Cuno Tarfusser a pris cette habitude de prendre à contre-pied les positions de ses deux autres assesseurs. A la requête déposée par les avocats de Charles Blé Goudé pour faire une déclaration au terme de leur plaidoirie, les juges de la Cour pénale internationale (CPI) ont opposé un refus catégorique, suite à l’objection de la procureure Fatou Bensouda. Le juge italien a cependant donné une opinion dissidente.
La déclaration du juge-président Cuno Tarfusser
Je suis en fort désaccord avec la décision de la majorité de ne pas autoriser M. Blé Goudé à prononcer une déclaration devant cette chambre. Je suis convaincu que s’adresser à son juge est un droit fondamental inaliénable pour chaque accusé. La chambre a le pouvoir de discrétion à pouvoir strictement limiter, à identifier le moment approprié et les modalités que doit suivre une telle déclaration. Et ce pouvoir ne va pas jusqu’à empêcher que cette déclaration puisse être donnée.
En d’autres termes, une fois que l’accusé a exprimé sa volonté d’exercer ce droit, les juges ne peuvent se prononcer que sur la manière dont il va le faire et à quel moment il va le faire. L’Article 67 du Statut, en ce qui concerne les droits de l’accusé, indique à la lettre H, son droit de prononcer une déclaration orale ou écrite sans prêter serment pour sa défense. Et on indique dans le chapeau, les garantis minima qui doivent être donnés à l’accusé et auquel il a droit.
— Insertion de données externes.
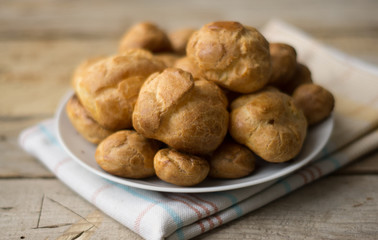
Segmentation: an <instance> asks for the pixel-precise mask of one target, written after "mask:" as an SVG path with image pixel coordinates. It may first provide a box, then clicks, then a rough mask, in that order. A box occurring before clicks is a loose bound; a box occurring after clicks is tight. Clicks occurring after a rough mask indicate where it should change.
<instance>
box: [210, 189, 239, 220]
mask: <svg viewBox="0 0 378 240" xmlns="http://www.w3.org/2000/svg"><path fill="white" fill-rule="evenodd" d="M215 194H217V195H220V196H222V197H226V198H228V199H229V200H230V201H231V203H232V206H231V207H232V208H233V209H234V210H235V212H236V215H237V216H238V217H240V216H242V215H243V210H242V209H241V208H240V206H239V204H238V199H237V198H236V197H235V196H234V195H232V194H231V193H227V192H215Z"/></svg>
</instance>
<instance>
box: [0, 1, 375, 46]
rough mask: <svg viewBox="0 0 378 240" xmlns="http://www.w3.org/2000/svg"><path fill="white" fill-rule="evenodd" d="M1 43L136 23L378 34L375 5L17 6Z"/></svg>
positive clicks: (373, 2)
mask: <svg viewBox="0 0 378 240" xmlns="http://www.w3.org/2000/svg"><path fill="white" fill-rule="evenodd" d="M0 4H1V6H2V7H1V8H0V38H3V39H14V38H36V39H40V38H49V39H51V38H54V39H56V38H66V37H69V38H80V37H85V38H93V37H99V38H104V37H119V36H120V34H122V32H123V31H124V30H125V29H126V28H128V27H129V26H130V25H131V24H133V23H136V22H138V21H144V20H148V21H153V22H156V23H158V24H160V25H162V26H164V28H166V29H168V30H172V29H175V28H178V27H182V26H193V27H200V26H202V25H203V24H205V23H207V22H211V21H214V20H235V21H240V22H243V23H245V24H249V25H253V26H258V27H259V26H262V25H263V24H264V23H265V22H267V21H268V20H270V19H272V18H281V19H283V20H285V21H287V22H289V23H292V24H295V25H297V26H298V27H300V28H302V29H305V30H307V31H310V32H314V33H318V34H322V35H328V34H332V35H335V34H341V35H344V34H346V33H349V34H351V35H355V34H356V33H361V32H363V33H364V34H376V30H377V29H376V27H377V23H378V19H377V17H373V16H375V15H376V9H378V2H377V1H374V0H359V1H355V0H334V1H324V0H323V1H309V0H306V1H301V0H284V1H275V0H266V1H256V0H252V1H244V0H234V1H227V0H209V1H202V0H194V1H171V0H161V1H122V0H113V1H106V0H94V1H90V2H88V1H57V0H55V1H48V0H37V1H32V2H31V1H27V0H24V1H12V0H8V1H5V0H2V1H1V2H0Z"/></svg>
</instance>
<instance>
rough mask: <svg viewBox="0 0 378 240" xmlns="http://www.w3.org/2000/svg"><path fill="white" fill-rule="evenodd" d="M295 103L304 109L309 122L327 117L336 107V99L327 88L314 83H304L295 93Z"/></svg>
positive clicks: (308, 123) (299, 87) (310, 123)
mask: <svg viewBox="0 0 378 240" xmlns="http://www.w3.org/2000/svg"><path fill="white" fill-rule="evenodd" d="M293 98H294V102H295V104H296V105H297V106H298V107H299V108H300V109H302V110H303V112H304V114H305V116H306V118H307V121H308V124H309V125H314V124H316V123H319V122H321V121H322V120H324V119H326V118H327V117H328V116H329V115H330V114H331V112H332V111H333V108H334V107H335V99H334V97H333V95H332V93H331V92H329V91H328V90H327V89H325V88H323V87H321V86H319V85H316V84H312V83H308V84H303V85H301V86H299V87H298V88H297V89H295V91H294V93H293Z"/></svg>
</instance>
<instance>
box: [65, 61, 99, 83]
mask: <svg viewBox="0 0 378 240" xmlns="http://www.w3.org/2000/svg"><path fill="white" fill-rule="evenodd" d="M103 59H105V57H103V56H101V57H100V56H99V57H93V58H89V59H86V60H84V61H83V62H81V63H80V64H79V65H78V66H77V67H76V69H75V71H74V73H73V75H72V79H71V85H72V87H73V88H75V85H76V81H79V80H77V79H79V78H81V77H82V76H83V75H85V71H86V70H87V69H88V68H89V67H90V66H92V65H93V64H95V63H97V62H99V61H100V60H103Z"/></svg>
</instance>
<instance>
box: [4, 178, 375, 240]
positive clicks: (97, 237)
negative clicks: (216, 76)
mask: <svg viewBox="0 0 378 240" xmlns="http://www.w3.org/2000/svg"><path fill="white" fill-rule="evenodd" d="M377 184H378V176H331V177H328V178H324V179H322V180H319V181H317V182H315V183H312V184H310V185H308V186H306V187H304V188H301V189H299V190H297V191H295V192H293V193H291V194H290V195H288V196H286V197H283V198H282V199H279V200H277V201H275V202H273V203H271V204H269V205H268V206H265V207H263V208H261V209H259V210H257V211H255V212H252V213H249V214H247V215H246V216H244V217H242V218H240V219H238V220H235V221H232V222H231V223H227V224H225V225H224V226H221V227H219V228H217V229H214V230H213V231H211V232H209V233H206V234H204V235H203V236H200V237H198V238H197V239H288V238H290V239H361V238H360V237H361V236H363V239H375V237H376V236H377V234H378V229H377V227H376V223H377V221H378V212H377V207H376V206H377V204H378V192H377V191H376V189H375V188H376V186H377ZM1 186H2V188H0V194H1V196H7V197H6V198H0V216H1V217H0V231H1V232H2V234H1V236H0V239H4V240H5V239H19V238H20V237H21V236H24V237H25V239H46V238H48V239H72V237H75V236H78V235H79V234H82V235H83V234H84V235H83V238H80V239H89V237H91V239H141V238H140V237H139V236H137V235H136V234H135V233H133V232H132V231H130V230H128V229H127V228H125V227H123V226H121V225H120V224H119V223H117V222H115V221H114V220H113V219H111V218H109V217H108V216H106V215H104V214H103V213H100V212H98V210H96V208H95V207H93V206H92V205H91V204H89V203H88V202H86V201H85V200H83V199H82V198H80V197H79V196H78V195H76V194H75V193H73V192H71V190H69V189H68V188H67V187H65V186H64V185H63V184H62V183H61V182H59V181H58V180H55V179H33V180H22V179H21V180H20V179H14V180H1ZM25 196H27V198H28V201H25V200H24V199H23V198H24V197H25ZM21 216H22V217H21ZM57 216H59V217H57ZM63 237H67V238H63Z"/></svg>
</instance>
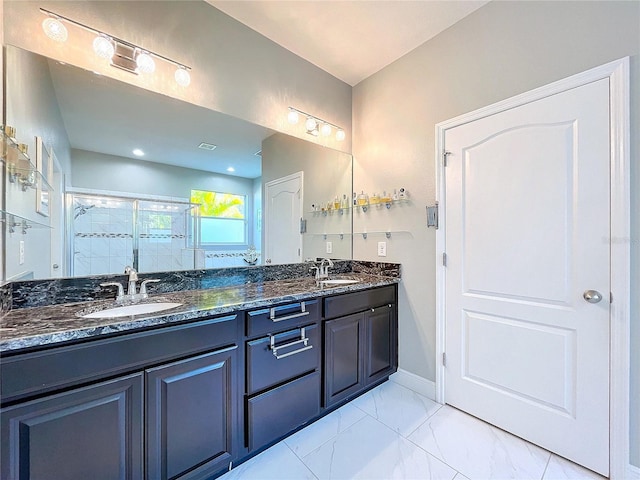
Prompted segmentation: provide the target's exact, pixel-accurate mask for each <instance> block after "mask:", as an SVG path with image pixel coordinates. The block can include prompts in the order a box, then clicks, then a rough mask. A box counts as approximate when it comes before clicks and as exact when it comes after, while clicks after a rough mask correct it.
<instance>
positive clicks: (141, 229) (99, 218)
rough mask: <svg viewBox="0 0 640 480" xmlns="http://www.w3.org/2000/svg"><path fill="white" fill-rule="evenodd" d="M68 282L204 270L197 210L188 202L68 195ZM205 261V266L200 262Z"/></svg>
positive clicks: (159, 199)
L’argument de la majorité est le suivant : Le libellé de l’Article 67. 1 H dit que cette déclaration est faite pour sa défense. Ce qui limite de manière temporaire l’exercice de ce droit au stade où la défense présente ses éléments de preuve.
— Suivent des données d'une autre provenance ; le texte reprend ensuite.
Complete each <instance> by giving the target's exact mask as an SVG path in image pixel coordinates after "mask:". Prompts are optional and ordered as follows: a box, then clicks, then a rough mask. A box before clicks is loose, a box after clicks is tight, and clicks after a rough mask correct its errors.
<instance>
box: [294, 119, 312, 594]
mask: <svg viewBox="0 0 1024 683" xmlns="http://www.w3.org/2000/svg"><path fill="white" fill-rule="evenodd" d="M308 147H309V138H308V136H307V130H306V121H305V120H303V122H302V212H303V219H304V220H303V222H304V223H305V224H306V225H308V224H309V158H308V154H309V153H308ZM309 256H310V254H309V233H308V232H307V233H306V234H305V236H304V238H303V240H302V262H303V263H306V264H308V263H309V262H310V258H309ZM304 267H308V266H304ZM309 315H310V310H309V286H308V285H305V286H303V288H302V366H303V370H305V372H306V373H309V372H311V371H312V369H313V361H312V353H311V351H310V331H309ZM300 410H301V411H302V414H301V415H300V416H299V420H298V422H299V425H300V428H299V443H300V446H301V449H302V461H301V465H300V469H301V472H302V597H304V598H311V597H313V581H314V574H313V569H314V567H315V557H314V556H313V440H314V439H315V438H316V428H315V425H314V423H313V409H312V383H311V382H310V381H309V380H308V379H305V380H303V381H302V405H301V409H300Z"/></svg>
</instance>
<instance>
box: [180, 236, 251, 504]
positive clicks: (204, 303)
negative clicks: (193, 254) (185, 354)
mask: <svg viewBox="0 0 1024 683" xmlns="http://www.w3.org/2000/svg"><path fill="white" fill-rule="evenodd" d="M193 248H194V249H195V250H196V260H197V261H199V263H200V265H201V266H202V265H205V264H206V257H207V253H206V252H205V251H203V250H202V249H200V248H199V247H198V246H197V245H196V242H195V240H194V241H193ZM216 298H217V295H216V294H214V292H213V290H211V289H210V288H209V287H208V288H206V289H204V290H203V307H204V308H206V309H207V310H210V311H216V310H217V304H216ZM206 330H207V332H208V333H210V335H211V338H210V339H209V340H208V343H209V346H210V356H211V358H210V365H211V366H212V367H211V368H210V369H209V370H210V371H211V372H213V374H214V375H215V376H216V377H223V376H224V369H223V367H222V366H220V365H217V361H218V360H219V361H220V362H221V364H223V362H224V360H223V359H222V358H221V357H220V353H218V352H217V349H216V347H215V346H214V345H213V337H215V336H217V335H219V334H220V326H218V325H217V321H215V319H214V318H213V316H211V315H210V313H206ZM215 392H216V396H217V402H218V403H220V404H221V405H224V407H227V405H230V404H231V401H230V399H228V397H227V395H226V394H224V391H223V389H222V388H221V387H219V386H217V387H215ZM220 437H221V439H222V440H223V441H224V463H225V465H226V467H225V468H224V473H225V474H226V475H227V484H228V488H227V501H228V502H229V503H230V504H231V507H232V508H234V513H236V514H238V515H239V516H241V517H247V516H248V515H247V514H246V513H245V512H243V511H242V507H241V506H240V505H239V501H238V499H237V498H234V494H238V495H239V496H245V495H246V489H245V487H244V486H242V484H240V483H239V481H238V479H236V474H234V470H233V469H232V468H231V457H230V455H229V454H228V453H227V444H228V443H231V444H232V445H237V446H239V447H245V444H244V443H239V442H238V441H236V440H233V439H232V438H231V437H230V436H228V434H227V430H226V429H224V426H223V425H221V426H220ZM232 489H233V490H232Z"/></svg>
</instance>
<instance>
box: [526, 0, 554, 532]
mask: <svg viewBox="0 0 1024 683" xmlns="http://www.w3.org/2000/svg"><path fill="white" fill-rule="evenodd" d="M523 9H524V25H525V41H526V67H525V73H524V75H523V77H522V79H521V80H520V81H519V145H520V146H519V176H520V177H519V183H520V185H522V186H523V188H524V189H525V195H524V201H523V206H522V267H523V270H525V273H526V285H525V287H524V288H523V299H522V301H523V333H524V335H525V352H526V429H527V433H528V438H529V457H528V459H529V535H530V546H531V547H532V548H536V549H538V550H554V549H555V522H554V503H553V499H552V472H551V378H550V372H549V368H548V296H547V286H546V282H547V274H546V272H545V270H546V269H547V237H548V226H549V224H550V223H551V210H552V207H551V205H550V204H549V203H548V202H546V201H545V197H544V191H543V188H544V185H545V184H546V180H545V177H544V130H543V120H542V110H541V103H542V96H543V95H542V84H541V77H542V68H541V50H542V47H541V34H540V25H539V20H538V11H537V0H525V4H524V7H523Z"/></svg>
A mon avis, c’est une interprétation trop étroite, et par conséquent inacceptable pour moi, parce que cela va au-delà des limites temporaires. Cela limite simplement la portée d’un tel droit et le limite à l’exercice de la présentation et au respect de ce droit en ce qui concerne les charges.
Il est significatif que la ligne directrice, en ce qui concerne la menée de la procédure, a été adoptée à l’unanimité en 2015, et qu’elle a été amendée en 2016. Et cette ligne directrice déterminera le moment approprié et les modalités pour la déclaration de l’accusé. Elle n’envisage pas, et à juste titre, un scénario selon lequel la chambre pourrait empêcher l’accusé de prononcer sa déclaration. La disposition est que l’intention d’autoriser l’exercice de ce droit prévoit qu’il doit avoir une notice par opposition à une requête. Et ceci, à mon avis, confirme cette idée.
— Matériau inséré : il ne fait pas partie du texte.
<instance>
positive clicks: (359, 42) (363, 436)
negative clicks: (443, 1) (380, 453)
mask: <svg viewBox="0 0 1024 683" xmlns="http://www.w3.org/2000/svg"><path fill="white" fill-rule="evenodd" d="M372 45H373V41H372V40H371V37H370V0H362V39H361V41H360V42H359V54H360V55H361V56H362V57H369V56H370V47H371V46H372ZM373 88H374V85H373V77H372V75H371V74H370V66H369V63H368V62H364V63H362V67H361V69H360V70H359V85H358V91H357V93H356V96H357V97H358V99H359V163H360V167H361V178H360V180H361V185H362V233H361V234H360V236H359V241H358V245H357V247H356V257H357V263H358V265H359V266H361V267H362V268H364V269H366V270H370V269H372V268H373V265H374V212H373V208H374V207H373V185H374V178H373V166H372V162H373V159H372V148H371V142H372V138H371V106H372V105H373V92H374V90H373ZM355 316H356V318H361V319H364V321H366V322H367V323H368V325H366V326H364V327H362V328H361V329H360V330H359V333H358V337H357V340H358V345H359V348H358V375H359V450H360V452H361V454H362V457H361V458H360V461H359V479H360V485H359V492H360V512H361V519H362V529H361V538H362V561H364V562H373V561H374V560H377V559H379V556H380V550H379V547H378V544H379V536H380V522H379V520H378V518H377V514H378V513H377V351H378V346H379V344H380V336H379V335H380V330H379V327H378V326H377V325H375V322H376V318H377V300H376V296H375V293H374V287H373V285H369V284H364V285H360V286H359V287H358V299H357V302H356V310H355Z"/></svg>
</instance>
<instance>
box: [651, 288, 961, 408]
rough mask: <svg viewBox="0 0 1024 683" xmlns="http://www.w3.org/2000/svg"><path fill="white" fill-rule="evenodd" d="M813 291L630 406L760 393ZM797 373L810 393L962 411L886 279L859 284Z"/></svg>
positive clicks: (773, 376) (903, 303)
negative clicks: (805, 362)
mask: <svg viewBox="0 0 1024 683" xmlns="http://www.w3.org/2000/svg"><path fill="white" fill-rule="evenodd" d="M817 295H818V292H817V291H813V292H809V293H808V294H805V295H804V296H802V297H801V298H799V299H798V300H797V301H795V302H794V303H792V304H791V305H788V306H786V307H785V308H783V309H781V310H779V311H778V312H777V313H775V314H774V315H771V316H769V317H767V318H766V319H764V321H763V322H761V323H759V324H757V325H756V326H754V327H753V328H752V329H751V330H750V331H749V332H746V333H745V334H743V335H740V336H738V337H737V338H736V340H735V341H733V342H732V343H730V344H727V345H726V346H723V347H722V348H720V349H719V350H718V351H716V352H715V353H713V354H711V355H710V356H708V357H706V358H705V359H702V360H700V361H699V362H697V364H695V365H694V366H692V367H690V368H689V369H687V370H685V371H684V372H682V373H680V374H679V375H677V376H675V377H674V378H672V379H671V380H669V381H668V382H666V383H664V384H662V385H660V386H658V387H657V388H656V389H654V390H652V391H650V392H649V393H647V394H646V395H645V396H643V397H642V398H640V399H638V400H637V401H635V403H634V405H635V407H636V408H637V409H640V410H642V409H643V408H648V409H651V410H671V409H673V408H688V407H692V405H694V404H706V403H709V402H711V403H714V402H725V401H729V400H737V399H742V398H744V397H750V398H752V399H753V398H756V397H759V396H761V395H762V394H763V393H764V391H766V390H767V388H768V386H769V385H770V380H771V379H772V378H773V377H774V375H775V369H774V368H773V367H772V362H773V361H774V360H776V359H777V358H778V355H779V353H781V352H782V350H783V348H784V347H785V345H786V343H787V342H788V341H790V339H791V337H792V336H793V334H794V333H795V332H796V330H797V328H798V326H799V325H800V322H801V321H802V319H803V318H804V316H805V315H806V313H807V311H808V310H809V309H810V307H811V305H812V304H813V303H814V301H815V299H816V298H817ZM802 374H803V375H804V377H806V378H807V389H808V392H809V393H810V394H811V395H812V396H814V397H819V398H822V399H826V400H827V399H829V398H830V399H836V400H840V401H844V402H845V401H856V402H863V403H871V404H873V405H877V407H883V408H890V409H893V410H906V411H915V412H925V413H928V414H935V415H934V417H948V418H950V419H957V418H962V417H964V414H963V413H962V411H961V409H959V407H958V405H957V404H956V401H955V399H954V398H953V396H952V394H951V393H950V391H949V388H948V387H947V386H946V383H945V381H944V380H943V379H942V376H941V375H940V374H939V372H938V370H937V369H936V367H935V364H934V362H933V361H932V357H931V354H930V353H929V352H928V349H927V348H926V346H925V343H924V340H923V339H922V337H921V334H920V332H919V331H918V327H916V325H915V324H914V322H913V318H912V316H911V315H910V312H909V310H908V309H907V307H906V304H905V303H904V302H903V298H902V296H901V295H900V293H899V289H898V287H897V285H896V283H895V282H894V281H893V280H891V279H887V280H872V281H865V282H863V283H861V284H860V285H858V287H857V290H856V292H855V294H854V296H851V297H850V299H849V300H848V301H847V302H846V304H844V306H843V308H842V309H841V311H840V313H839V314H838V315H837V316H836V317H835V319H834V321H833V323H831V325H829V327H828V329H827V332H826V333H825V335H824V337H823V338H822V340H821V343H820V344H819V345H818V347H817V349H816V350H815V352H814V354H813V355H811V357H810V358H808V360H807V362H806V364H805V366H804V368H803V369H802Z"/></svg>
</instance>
Je suis encore moins convaincu par les arguments présentés par l’accusation selon lequel la déclaration ne devrait pas être autorisée parce qu’ « une requête en insuffisance de moyens à charge est une procédure purement juridique qui doit être déterminée sur la base des éléments de preuve avancé dans le dossier des éléments de l’affaire ».
Si je laisse de côté, à ce stade la procédure en insuffisance de preuves, le texte statutaire de la Cour, je considère que c’est une formule vide, et qui ne correspond pas à ce qui ne doit pas devenir la base d’un refus du droit.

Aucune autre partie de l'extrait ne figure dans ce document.